– И картошка фри. С двойным соусом, – привередливо заказала я. – Чесночным.
Обожаю чеснок. Смерть вампирам!
Стас скорчил такую рожу, что стало даже страшно. Это он любовь изображал?
А так похоже на олигофрению в степени дебильности…
– Любовь моя! Для тебя – любой каприз! Сразу же со стипухи!
И улетучился. А тапочек не осталось…
Пришлось вставать, идти за ними и лениво затаскивать под кровать. Татка вздыхала со своей койки, на которой возлежала в позе вальяжного тюленя.

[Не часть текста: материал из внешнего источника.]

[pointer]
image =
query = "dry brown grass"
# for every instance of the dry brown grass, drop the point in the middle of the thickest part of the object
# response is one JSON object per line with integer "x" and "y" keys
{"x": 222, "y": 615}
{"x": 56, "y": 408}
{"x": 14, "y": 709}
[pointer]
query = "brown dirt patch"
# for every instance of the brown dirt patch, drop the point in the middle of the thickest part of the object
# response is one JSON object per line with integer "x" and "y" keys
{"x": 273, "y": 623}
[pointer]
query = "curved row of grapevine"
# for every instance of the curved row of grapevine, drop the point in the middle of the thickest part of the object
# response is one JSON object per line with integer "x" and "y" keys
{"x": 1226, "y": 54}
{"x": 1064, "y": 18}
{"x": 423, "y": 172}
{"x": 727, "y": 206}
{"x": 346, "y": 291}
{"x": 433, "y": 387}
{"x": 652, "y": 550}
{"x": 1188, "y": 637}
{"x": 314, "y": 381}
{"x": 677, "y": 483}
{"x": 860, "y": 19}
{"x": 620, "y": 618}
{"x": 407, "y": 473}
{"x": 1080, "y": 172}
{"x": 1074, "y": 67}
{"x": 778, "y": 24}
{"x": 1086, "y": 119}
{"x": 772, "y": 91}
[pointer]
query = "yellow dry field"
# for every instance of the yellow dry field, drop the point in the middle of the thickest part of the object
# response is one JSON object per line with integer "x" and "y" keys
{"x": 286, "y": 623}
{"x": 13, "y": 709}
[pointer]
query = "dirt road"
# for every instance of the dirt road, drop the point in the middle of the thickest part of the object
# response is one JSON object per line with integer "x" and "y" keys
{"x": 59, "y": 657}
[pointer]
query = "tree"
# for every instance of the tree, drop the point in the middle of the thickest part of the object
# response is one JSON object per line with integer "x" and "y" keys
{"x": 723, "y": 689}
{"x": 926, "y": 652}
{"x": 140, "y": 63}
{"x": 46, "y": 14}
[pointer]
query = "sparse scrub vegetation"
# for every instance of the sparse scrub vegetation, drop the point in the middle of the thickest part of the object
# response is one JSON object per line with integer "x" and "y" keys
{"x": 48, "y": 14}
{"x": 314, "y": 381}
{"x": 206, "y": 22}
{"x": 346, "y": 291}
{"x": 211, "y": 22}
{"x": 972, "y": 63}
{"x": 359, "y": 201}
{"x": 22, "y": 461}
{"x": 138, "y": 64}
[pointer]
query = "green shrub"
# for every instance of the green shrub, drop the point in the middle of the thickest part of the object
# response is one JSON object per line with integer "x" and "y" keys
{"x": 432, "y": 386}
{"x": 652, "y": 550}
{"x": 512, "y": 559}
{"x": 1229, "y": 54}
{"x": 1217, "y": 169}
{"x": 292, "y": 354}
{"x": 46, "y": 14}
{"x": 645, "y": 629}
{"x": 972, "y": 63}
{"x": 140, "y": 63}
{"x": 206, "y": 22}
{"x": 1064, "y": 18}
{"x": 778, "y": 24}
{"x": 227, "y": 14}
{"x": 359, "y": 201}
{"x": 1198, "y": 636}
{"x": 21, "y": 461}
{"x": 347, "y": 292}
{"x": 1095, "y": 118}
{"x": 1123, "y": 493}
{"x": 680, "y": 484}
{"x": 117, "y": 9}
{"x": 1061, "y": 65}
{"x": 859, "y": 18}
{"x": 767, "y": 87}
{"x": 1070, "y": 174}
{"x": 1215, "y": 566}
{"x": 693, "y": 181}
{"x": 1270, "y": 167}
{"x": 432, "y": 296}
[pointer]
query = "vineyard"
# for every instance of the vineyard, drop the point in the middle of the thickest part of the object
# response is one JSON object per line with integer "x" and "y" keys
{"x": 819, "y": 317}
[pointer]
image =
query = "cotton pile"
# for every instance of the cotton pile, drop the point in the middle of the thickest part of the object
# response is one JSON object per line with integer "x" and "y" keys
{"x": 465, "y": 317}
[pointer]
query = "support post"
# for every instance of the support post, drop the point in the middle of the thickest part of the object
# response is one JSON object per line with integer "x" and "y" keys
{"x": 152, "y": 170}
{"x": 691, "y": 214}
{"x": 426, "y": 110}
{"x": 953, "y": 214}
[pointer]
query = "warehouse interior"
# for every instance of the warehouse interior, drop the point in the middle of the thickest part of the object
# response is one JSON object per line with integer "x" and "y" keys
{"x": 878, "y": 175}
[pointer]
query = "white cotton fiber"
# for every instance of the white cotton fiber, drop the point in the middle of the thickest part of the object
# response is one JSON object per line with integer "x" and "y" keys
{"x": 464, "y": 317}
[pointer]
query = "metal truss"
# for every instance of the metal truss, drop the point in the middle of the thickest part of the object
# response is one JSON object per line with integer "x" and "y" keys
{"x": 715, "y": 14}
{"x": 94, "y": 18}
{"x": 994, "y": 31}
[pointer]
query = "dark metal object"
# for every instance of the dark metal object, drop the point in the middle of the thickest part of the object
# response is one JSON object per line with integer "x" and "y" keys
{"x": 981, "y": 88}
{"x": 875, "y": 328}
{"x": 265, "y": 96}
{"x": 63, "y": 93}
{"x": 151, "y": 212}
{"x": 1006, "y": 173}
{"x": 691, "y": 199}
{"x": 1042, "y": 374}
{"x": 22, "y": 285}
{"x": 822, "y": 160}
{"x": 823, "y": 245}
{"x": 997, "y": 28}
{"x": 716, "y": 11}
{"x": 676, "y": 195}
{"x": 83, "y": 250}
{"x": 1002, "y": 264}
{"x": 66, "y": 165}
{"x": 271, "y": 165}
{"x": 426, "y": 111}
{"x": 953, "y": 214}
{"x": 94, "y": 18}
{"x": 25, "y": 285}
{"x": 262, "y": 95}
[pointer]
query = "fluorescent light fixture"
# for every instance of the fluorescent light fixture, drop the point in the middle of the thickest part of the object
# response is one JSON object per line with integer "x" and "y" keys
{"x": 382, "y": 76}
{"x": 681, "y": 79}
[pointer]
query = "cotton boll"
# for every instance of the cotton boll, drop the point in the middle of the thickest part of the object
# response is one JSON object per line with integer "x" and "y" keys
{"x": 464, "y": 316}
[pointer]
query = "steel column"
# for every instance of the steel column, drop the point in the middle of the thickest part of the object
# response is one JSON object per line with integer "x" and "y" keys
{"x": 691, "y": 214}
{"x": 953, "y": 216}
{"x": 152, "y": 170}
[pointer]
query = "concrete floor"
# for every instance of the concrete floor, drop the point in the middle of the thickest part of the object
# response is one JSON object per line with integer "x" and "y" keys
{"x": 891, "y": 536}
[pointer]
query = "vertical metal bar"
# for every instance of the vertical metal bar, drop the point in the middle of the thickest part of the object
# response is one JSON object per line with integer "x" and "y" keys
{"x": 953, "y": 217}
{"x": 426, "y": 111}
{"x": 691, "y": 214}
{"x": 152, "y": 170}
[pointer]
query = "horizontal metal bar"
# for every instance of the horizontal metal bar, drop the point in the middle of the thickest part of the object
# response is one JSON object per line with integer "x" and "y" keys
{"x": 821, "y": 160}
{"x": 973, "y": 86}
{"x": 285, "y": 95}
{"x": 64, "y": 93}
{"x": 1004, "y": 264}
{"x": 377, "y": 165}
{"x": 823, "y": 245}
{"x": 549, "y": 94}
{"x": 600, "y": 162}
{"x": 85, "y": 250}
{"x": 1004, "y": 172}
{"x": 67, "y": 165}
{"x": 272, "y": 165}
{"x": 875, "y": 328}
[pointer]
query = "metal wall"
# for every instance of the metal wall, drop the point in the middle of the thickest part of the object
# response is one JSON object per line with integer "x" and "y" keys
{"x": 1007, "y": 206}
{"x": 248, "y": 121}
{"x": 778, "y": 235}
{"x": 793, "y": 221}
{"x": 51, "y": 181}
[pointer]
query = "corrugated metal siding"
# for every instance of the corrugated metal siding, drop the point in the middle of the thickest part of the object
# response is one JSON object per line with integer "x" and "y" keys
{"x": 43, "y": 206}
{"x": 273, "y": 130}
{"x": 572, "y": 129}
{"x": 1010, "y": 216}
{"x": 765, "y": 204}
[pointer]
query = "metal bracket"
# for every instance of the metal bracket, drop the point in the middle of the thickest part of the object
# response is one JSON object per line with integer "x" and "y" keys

– Тусь, он тебе совсем никак?
– Как, – подтвердила я. – Каком и раком.
– Неромантичная ты…
– Зато меня много. И я умная.
Татка вздохнула. Она наблюдала за спектаклем с восторгом, видимо, представляла, что у нас со Стасом все серьезно.
Ага, как же!
У меня с ним может быть серьезно только после гемисферэктомии[1], а у него со мной…
Вообще никогда. Потому что обаяшки пятьдесят восьмого размера не входят в его сферу интересов. А вот сопромат входит.
Я в нем разбираюсь, а вот Стас плавает. Отсюда и великая любовь… пропорционально моим размерам. И клятвы до гроба, и пантомима…
Он бы и на стену влез, дай я ему списать.
– Туся… – Татка просто так не успокаивалась. Особенно в припадке романтизьма. – Тусь, а ты мне поможешь?
– С чем?
– Я сегодня в клуб иду. В чем мне пойти?